All animals smell. But some just take the bisquit! Do they smell bad, tolerable or not very much? thank you guys!


----------



## moxieberry (Nov 30, 2011)

Hedgehogs don't have an innate odor, like how ferrets have a musky smell. They can get a bit of a funk if you go too long without bathing them - "too long" depends on the individual, but about once a week is a good frequency for ours, unless they get particularly messy somehow and need one sooner than that. The poop and pee smell, but not to any ridiculous degree. For some individuals it's a little more pungent, and it can also differ based on the food they're eating. As long as you're cleaning the cage and wheel often enough, there should be little if any smell. Most people use liners, which don't suppress odor as well as substrate beddings, but as long as you spot-clean daily, change the liners every 2-3 days, and do a full clean of the cage about once a week (including spraying and wiping down) you should be fine.
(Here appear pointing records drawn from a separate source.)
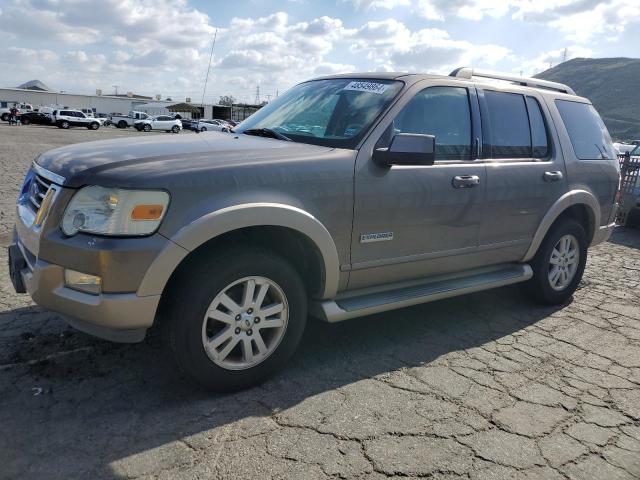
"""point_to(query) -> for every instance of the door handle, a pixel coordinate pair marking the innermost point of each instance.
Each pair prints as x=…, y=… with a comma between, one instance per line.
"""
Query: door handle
x=552, y=176
x=465, y=181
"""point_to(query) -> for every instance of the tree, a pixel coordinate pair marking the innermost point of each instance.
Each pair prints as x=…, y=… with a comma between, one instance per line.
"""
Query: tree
x=227, y=100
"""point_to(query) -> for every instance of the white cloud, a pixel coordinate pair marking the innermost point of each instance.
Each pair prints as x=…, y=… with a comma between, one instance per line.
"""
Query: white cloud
x=395, y=48
x=377, y=4
x=546, y=60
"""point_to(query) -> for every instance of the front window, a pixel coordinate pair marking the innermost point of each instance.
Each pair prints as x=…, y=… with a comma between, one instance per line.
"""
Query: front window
x=334, y=112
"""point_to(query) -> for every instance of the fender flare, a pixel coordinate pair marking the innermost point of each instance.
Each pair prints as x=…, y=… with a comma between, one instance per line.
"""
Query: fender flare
x=573, y=197
x=235, y=217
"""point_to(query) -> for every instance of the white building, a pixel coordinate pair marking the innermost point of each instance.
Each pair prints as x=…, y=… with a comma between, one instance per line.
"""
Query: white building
x=99, y=103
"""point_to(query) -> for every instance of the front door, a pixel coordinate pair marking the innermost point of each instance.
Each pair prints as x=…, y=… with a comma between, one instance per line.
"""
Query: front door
x=411, y=221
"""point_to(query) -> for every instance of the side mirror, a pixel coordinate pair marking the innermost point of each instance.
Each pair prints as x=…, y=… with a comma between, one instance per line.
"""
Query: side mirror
x=407, y=149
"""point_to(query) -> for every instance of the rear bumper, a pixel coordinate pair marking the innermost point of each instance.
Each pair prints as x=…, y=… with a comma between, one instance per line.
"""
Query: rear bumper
x=120, y=317
x=602, y=234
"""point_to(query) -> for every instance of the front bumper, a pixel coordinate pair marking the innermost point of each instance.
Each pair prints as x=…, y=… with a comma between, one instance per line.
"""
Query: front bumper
x=119, y=317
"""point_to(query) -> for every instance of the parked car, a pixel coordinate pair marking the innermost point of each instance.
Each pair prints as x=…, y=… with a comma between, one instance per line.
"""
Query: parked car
x=22, y=108
x=129, y=120
x=74, y=118
x=161, y=122
x=212, y=126
x=38, y=118
x=405, y=196
x=188, y=123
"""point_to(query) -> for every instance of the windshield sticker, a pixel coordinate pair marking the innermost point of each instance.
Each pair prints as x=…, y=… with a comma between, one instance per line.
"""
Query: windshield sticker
x=370, y=87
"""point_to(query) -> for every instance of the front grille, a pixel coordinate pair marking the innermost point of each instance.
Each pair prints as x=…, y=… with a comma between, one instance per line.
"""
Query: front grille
x=37, y=191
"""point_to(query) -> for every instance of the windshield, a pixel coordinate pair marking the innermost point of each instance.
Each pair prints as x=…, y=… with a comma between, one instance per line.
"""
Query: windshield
x=333, y=113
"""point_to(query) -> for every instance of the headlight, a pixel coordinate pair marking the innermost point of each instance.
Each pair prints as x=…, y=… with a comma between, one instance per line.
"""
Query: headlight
x=114, y=211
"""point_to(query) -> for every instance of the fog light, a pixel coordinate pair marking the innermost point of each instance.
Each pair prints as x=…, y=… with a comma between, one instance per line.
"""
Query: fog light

You'll also need to clean the wheel and litter tray every day.


----------



## hedgielover (Oct 30, 2008)

Hedgehog's don't smell themselves but some people describe the smell of fresh poop as unbearable, suffocating and so bad that it wakes them up from a deep sleep (this has happened to me before). The smell will hit you as soon as you enter the room, luckily since they are nocturnal all they're smelliest messes happen at night so if the hedgehog cage is not in your bedroom you can just clean it first thing in the morning and the smell will be gone for the rest of the day. If it is in your bedroom you'll probably want to turn out the lights an hour or two before you go to bed so your hedgehog gets up and runs around a little, runs on the wheel and gets all their big smelly poops out of their system. Then you can clean that up before bed and you won't have to deal so much with the smell waking you up in the middle of the night.


----------



## shelpiss (Oct 25, 2012)

My hedgie smells like his wood chip bedding haha, but when they poop the smell is awful. But you get used to it. My hedgie is in my room next to my bed so I get the smell right upon impact and it's strong. But if you're wondering if the smell is an issue in getting one, it's not.


----------



## AnnabellasMomma (Oct 30, 2012)

My hedgie for some odd reason insists on sleeping ontop of her poop, her poop is what stinks! So she is due for a quick wash every day almost. But usually I find the morning is when its the worst smell. Especaillly the wheel ( which you have to clean usually every day).


----------